Respeto, Honor, Fidelidad

Hay una cuestión que con el tiempo va perdiendo importancia, los valores, esa característica que nos diferencia de las bestias y hace mejores como animales biológicamente racionales.

Desde pequeño ya comprendí que algo en mi persona me diferenciaba del resto y que a la hora de integrarme socialmente o estaba más avanzado de lo que debía, o no iba bien, pronto descubriría porque. Pronto me di cuenta que no era normal que un chico no se mezclase o se aburriese de los temas que la gente de su edad dominaban, y se sintiese incomprendido y por eso sus amistades eran docentes, y más tarde, consciente de haber sido víctima de bullying, cuestión que años más tarde tras entrar en tribus urbanas y colectivos de valores e ideas dudosas se repetiría, pero agravado con la existencia de redes sociales, la violencia y las amenazas físicas.
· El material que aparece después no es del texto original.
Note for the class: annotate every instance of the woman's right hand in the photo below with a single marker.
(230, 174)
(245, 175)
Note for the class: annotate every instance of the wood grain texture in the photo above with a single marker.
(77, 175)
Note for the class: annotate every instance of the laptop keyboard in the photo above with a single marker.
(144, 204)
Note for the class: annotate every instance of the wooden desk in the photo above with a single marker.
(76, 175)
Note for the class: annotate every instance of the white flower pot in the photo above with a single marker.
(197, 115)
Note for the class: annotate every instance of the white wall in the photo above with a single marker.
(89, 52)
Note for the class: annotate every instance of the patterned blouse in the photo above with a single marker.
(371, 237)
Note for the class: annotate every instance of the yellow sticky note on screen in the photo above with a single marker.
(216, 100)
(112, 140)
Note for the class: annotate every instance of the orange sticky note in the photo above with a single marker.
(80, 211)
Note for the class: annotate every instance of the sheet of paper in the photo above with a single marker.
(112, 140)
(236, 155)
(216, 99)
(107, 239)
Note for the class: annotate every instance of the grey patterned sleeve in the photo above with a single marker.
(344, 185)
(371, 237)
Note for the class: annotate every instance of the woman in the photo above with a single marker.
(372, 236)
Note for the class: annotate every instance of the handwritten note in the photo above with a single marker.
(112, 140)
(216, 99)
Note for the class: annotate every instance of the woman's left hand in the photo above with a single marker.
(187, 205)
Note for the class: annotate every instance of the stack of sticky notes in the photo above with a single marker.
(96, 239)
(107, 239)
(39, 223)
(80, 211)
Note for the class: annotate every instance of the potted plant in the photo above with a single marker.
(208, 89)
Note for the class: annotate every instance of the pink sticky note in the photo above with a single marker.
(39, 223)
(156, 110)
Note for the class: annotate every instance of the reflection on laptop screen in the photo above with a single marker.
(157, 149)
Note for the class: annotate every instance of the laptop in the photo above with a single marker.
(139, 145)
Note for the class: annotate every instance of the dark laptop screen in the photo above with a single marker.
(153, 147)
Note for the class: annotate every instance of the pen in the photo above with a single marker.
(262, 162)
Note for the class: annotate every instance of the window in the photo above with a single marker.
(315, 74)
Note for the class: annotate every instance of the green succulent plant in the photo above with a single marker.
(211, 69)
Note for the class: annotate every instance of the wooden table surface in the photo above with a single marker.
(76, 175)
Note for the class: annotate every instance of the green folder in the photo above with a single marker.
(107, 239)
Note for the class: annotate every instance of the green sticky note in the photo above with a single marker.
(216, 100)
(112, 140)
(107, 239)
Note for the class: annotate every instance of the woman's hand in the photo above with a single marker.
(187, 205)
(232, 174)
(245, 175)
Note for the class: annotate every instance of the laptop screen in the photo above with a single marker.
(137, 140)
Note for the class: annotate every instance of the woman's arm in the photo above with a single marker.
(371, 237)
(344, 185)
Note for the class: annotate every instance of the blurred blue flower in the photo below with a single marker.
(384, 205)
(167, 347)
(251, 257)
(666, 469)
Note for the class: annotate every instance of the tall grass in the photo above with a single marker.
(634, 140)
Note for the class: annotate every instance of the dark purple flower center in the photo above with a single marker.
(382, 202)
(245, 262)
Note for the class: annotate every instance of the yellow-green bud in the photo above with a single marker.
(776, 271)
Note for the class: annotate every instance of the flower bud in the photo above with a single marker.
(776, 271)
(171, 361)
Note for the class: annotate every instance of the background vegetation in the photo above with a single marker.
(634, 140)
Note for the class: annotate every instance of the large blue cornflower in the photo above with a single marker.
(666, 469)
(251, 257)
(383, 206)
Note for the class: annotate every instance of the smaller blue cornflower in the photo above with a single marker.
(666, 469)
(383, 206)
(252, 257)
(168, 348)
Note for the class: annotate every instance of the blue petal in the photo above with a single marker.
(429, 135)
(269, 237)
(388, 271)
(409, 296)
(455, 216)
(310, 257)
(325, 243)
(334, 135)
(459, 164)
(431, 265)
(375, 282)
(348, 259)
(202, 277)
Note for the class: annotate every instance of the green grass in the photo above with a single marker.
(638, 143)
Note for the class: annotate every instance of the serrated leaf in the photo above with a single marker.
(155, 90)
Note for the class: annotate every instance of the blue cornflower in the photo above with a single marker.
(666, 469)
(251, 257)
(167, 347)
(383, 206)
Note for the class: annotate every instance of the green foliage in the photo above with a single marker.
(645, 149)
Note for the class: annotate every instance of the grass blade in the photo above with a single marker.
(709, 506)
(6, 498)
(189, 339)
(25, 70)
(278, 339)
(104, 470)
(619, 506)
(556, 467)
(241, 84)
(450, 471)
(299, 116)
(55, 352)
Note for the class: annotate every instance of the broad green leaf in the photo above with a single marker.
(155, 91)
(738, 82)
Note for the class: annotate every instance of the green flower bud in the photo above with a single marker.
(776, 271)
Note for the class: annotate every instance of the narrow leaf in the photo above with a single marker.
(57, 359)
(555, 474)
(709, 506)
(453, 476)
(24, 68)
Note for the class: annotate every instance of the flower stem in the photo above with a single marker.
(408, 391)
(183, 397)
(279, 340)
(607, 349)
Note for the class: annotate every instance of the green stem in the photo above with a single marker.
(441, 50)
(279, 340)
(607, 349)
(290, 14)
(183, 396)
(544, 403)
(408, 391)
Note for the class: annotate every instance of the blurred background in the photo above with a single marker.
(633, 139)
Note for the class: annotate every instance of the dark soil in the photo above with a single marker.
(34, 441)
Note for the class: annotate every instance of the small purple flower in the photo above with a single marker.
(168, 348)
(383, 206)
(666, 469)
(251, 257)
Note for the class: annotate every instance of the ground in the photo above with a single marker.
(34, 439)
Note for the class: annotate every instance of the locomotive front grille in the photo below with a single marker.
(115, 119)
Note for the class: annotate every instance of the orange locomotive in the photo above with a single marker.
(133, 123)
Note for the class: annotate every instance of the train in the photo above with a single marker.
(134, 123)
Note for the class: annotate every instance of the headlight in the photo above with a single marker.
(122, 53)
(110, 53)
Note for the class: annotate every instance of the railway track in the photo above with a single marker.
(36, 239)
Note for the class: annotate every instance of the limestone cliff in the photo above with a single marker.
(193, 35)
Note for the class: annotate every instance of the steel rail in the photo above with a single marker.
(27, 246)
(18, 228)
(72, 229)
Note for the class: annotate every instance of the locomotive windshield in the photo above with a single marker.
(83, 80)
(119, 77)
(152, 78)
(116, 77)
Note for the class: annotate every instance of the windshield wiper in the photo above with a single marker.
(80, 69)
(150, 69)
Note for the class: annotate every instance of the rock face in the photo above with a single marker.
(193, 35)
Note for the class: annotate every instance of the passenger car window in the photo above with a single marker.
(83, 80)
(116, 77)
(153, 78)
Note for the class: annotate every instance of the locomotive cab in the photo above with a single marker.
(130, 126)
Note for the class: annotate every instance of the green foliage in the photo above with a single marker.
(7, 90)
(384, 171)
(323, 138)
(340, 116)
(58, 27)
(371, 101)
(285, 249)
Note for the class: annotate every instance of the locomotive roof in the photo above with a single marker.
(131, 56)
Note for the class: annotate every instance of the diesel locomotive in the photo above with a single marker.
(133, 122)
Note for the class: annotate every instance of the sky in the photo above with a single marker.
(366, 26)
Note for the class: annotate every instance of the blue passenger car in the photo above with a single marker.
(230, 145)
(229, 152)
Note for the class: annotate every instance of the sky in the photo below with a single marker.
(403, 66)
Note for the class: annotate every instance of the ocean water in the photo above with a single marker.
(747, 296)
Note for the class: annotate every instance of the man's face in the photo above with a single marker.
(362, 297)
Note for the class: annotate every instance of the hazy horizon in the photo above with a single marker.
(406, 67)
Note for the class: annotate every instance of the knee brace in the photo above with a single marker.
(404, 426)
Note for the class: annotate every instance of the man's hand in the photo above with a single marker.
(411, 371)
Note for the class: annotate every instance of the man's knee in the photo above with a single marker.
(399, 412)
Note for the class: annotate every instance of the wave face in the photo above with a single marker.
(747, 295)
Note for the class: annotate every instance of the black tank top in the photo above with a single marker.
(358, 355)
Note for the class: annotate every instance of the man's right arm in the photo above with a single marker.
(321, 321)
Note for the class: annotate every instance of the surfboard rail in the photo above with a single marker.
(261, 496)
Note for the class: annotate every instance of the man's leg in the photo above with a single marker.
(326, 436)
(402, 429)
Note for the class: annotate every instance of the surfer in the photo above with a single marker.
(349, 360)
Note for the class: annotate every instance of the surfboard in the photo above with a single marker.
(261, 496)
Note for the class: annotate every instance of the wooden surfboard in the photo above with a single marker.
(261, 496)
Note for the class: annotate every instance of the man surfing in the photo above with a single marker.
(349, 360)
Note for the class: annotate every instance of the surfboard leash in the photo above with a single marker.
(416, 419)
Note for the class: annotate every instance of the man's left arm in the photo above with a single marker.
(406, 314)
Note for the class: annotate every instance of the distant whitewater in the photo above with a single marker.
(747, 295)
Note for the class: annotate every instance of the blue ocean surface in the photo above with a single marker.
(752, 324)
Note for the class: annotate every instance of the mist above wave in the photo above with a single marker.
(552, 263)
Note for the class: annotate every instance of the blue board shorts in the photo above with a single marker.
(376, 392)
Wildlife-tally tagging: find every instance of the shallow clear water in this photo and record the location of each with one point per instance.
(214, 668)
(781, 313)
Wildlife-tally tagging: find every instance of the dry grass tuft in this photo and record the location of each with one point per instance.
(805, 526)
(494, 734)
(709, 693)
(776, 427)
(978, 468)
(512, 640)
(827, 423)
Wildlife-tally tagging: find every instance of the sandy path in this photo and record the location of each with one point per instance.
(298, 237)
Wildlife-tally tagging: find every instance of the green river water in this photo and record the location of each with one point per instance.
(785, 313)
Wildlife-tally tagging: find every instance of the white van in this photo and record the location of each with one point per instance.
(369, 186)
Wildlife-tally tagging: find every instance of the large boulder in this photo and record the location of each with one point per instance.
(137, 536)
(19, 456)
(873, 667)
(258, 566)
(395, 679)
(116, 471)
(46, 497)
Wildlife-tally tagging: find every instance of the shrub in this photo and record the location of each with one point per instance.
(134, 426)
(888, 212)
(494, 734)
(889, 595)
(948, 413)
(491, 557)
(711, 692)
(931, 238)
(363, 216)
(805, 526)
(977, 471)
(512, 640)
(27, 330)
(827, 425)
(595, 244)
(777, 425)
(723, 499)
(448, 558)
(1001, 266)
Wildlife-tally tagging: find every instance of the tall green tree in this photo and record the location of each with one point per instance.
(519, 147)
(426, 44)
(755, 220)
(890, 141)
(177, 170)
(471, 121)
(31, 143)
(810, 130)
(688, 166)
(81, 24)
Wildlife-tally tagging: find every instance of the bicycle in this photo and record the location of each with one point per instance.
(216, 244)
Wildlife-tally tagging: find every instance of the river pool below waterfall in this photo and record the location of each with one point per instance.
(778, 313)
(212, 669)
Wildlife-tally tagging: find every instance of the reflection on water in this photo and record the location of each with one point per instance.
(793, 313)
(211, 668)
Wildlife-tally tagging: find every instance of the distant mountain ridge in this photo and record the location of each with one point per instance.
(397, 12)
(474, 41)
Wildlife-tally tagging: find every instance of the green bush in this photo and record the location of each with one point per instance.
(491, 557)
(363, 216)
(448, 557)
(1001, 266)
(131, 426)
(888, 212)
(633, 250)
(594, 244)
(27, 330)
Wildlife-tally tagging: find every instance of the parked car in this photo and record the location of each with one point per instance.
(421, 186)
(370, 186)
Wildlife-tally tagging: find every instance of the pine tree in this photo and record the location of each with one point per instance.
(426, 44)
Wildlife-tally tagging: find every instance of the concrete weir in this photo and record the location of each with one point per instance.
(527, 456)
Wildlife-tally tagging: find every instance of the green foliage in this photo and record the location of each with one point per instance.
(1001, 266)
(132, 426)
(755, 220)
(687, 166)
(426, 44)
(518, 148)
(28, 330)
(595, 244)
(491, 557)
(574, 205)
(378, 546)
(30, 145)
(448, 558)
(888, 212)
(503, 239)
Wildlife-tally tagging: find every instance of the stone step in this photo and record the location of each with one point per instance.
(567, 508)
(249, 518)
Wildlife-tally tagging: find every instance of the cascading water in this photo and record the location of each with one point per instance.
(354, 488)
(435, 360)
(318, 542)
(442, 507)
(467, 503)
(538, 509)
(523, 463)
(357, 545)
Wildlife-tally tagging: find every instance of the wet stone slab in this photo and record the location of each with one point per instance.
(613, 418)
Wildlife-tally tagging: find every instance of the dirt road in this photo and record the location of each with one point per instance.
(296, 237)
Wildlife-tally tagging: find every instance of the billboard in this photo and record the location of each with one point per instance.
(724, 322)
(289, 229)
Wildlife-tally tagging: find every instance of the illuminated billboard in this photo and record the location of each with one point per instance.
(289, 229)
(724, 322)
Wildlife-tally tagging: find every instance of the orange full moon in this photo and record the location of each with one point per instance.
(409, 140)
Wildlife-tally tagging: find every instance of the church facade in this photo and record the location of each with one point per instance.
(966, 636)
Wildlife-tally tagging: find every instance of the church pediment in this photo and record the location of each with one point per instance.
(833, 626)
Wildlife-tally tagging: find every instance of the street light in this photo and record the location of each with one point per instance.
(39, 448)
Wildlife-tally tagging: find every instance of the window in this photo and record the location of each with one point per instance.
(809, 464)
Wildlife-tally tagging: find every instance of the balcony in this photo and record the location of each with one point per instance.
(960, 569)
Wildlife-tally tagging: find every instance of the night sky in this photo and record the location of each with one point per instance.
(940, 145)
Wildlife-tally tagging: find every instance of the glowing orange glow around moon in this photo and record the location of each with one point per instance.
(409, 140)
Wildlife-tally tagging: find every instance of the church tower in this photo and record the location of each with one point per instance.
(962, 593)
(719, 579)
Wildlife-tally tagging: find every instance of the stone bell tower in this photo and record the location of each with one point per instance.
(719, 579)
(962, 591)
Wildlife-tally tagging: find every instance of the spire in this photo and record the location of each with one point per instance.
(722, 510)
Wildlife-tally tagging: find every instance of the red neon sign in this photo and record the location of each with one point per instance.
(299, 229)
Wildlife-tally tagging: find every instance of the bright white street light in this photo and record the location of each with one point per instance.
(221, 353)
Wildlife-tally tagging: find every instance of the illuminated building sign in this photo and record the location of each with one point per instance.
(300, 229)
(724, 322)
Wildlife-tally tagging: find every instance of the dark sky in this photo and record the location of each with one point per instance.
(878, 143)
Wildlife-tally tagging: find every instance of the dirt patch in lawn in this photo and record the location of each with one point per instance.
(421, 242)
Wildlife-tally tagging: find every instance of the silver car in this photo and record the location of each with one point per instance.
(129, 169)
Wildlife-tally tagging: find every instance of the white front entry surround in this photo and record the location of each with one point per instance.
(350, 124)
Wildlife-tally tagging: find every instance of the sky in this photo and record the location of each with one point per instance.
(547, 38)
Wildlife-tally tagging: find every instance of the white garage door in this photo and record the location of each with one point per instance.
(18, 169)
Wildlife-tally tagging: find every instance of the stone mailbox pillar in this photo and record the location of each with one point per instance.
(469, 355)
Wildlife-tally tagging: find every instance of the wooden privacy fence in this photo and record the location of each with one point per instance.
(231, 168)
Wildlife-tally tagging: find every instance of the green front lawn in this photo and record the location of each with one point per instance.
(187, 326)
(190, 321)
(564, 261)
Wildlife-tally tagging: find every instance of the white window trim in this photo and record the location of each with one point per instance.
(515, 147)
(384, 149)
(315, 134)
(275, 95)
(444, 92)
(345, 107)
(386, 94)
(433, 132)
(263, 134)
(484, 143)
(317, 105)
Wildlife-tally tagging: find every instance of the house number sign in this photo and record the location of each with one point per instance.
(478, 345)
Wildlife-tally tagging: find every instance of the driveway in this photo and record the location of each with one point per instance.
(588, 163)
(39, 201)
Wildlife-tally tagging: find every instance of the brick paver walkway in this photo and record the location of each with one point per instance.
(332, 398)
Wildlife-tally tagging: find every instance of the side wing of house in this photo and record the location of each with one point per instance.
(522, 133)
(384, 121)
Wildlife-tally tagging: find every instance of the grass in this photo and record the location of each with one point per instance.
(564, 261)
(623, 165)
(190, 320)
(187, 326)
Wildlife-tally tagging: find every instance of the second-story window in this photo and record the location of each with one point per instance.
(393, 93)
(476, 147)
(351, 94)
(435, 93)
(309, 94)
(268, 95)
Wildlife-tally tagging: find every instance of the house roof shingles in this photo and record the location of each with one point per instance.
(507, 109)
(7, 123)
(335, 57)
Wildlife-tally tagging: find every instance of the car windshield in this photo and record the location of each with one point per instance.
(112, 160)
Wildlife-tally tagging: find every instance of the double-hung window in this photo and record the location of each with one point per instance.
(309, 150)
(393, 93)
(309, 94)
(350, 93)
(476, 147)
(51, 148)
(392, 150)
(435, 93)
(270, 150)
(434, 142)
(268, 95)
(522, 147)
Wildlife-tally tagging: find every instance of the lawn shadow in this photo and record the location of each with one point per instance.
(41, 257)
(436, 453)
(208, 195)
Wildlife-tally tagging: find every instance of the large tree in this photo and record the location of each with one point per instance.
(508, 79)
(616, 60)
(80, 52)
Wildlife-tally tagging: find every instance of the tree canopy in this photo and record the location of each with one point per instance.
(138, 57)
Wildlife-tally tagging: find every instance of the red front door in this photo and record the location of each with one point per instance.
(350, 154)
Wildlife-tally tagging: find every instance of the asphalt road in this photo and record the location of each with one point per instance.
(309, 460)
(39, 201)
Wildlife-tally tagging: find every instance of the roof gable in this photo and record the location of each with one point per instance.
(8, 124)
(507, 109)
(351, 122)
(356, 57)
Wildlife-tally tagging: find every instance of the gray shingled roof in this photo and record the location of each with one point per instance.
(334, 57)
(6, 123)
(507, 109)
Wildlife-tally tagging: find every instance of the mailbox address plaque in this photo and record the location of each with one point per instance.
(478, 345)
Ya en los estudios medios de Formación Profesional, empecé a salir, conocí una chica, la cual dudo que olvide algún día, aunque se fue de mi vida antes de lo que me hubiese gustado entonces, vinieron los ambientes de poesía, los círculos underground, el retorno a viejos compañeros de instituto con quién compartir conciertos de Ska, rumbas y Punk rock, conocer otros mundos, y nuevas decepciones, otra vez con la amistad y en especial con las chicas, chicas que por otro lado, siempre me buscaban, ya hablo de las que fueron aventuras, pero no porque les atrajera, sino por mero interés de celos a su ex, por tener un amante al margen de un novio que vivía lejos. Posteriormente recupere amistades en el ambiente a través del cual comencé a conocer a mis primeros compañeros de viaje, algunos de los cuales se fueron de mi lado, otros permanecen pese a haber desaparecido un tiempo por motivos que quien me conoce sabe de sobra, a ellos les estoy agradecido por seguir ahí y a los que no están, por haberme enseñado a diferenciar el bien y el mal, al amigo del interesado.

En la actualidad, sigo arrastrando la mochila en busca de Respeto, Honor, Lealtad y una amistad firme y coherente por encima de ideología y religión, cosa que valoro por encima de todo y que desgraciadamente pocos cumplen.

Sigo pensando que quien como amigo te deja tirado, te utiliza o se va contigo solo cuando no tiene nadie más, como será esa persona si llegado el momento debe comprometerse en la lucha política.

Sigo pensando que una amistad no puede ser ambigua, no puede estar contigo y juntarse al mismo tiempo con quién desea tu eliminación o habla mal de ti, o sencillamente busca tantear, encontrar pareja o un grupo donde cobijarse, eso se puede entender en los primeros meses, cuando militas en una organización o tienes un grupo nuevo, después te das cuenta de la realidad y juzgas, y si juzgas que los tuyos son el enemigo, igual debieras replantearte quien es tu amigo, o si para ti la amistad consiste en jugar y en que las personas para ti no sienten ni tienen importancia ni sufren, ni aman, y que por eso les tratas así.

En ese caso, no estarás nunca en mi bando, pues mi bando no es el que porta el Águila de San Juan o las Aspas de San Andrés, ni el que te llama camarada varias veces por segundo, sino el que cuando te llama amigo, camarada o te enarbola una bandera o un ideal tiene claro su significado, que esto es todo o nada, y la vida no es un juego sino algo que marca el destino de los hombres y cuando lucha lo hace en coherencia con uno mismo, comprometido con lo que uno cree, y sintiendo respeto y lealtad por quién le anima a unirse a su batallón en la guerra.